Sono passati cinque giorni da quando Noah è finito in ospedale, e ultimamente stiamo parlando al telefono più spesso. Ha molto di cui lamentarsi: dal fatto che suo fratello Juan continua a rifilargli minestre composte da più brodo che pasta, alle battute sardoniche su come Theo gli scrive ogni mattina con una scusa diversa, pur di distogliere l'attenzione dal fatto che si sta preoccupando per la salute di Noah: sia mentale che fisica.

Penso sia una situazione attuale e non si espanderà oltre i due mesi di fisioterapia che Noah deve attraversare, ma Theo gli starà accanto come una spina nel fianco. Non lo ammetterà mai, ma si è preoccupato che qualcosa di terribile potesse succedere.

Theo è sempre incline alla tragedia, al negativismo che dipinge i muri di grigio, e ho la netta sensazione che quella sera si fosse auto convinto che Noah sarebbe morto. L'ho visto nei suoi occhi, nella sua reazione. Da quanto non gli prendeva un attacco di panico in pubblico? Almeno un anno.

Le vacanze di natale sono iniziate in maniera decisamente spaventosa, e stavano proseguendo seguendo una linearità tranquilla.
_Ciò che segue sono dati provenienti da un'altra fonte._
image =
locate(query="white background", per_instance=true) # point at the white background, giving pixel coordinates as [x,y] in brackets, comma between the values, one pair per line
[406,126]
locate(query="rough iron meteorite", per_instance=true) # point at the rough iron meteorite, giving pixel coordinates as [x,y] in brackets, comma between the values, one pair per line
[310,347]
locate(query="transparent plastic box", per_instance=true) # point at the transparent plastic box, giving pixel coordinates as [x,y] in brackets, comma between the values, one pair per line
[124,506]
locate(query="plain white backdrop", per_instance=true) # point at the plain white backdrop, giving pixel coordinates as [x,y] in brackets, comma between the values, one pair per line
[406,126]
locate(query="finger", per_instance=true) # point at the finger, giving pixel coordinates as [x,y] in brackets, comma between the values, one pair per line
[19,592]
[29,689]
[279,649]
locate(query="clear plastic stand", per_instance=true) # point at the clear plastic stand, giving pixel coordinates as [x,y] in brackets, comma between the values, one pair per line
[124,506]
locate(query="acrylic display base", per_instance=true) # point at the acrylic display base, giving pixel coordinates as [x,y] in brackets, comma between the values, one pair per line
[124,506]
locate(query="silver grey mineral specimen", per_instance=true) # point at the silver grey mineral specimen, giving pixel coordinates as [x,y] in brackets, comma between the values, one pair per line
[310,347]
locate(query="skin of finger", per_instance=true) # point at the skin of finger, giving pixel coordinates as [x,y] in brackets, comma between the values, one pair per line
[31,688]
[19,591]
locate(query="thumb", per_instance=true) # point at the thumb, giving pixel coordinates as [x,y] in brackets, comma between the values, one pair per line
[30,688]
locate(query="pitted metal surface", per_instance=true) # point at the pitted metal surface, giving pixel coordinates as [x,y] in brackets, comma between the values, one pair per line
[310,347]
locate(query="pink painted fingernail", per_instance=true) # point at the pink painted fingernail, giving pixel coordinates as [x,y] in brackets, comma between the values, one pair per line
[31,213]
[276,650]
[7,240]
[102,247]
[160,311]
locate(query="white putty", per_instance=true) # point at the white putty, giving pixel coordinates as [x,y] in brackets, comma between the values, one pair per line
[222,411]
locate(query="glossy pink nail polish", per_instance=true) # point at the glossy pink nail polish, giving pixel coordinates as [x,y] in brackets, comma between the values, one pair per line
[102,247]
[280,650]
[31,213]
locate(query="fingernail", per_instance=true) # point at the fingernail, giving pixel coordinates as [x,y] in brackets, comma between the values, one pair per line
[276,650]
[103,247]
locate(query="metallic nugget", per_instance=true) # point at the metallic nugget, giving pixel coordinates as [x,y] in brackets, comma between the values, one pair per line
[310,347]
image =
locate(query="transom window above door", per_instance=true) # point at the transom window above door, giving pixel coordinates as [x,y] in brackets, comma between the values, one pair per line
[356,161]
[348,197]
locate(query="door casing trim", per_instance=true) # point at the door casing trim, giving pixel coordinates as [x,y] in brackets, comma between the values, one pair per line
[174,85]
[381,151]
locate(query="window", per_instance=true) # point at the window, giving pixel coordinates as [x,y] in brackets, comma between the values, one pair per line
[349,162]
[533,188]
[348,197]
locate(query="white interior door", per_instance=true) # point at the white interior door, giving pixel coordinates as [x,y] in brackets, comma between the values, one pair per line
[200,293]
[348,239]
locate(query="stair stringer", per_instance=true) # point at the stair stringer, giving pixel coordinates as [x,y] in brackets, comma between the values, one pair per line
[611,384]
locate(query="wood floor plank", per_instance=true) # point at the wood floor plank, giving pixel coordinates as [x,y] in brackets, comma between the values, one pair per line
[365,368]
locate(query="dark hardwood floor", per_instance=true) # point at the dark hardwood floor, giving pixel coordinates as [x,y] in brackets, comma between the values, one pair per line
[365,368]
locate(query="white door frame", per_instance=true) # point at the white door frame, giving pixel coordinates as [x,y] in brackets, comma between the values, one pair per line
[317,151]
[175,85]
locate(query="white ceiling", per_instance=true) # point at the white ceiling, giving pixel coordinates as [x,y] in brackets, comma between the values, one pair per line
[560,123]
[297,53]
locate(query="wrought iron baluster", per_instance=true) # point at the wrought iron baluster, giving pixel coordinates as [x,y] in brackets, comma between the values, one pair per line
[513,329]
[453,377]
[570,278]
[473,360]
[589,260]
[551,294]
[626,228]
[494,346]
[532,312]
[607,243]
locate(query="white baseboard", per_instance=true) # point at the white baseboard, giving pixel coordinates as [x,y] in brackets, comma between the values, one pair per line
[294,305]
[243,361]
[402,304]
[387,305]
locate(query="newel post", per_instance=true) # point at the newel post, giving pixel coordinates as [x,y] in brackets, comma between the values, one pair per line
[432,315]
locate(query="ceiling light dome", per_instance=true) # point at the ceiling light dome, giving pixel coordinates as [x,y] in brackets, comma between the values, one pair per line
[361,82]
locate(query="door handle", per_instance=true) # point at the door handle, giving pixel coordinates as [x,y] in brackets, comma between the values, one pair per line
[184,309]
Ma ovviamente la monotonia viene spezzata sempre da qualcosa, e nel mio caso avrei preferito non trovarla sotto forma di tre biglietti aerei sul tavolo della cucina.

Li impugno stringendo la carta, sicuro che questa sia solo una delle tante copie stampate, e mi avvicino a mia mamma, impegnata a sistemare delle scartoffie burocratiche. «Che cosa sono questi?» glieli sventolo davanti al viso, offeso.

Lei lancia un'occhiata rapida verso i biglietti. «Fai la valigia, partiamo domani mattina.»
«Questo lo vedo,» digrigno i denti. Tra il non considerarmi durante l'infanzia e trattarmi come un'idiota adesso, non so quale delle due sorti preferisco. «Ma nessuno mi ha avvisato.»
«Partiamo ogni natale, Manuel,» mia mamma cerca di liquidarmi. «Togliti l'espressione da ebete e sistema i vestiti nelle valige.»

Courmayeur.
Un'ennesima meta scelta solo con l'interesse di incontrare gente d'affari e professare la loro notorietà, perché anche in vacanza ogni azione ricade sul ruolo che l'azienda riveste nella nostra famiglia. Ci siamo stati tre volte; l'ho odiato. La verità è che non sono una persona che riesce a sopportare il freddo, specialmente quando mi viene imposto di scivolare giù da una collina innevata con la consapevolezza che finirò con la faccia nel ghiaccio.

Per di più, sarò 791,9 chilometri lontano da Andrèj.
È una cazzo di tortura, non mi piace per niente.

Sforzandomi di calmarmi, cerco di avere una conversazione civile con mia mamma. È più facile con lei, per qualche motivo certe volte sembra anche disposta ad ascoltare al posto di impartire ordini indiscutibili. Mio papà considera solo le proprie ideologie, non si lascia abbindolare da nessuno.
Al contrario, mia mamma attende prima di declinare una proposta, e anche se spesso finge di ascoltarmi, avendo già un'idea concretizzata, almeno mi illude benevolmente.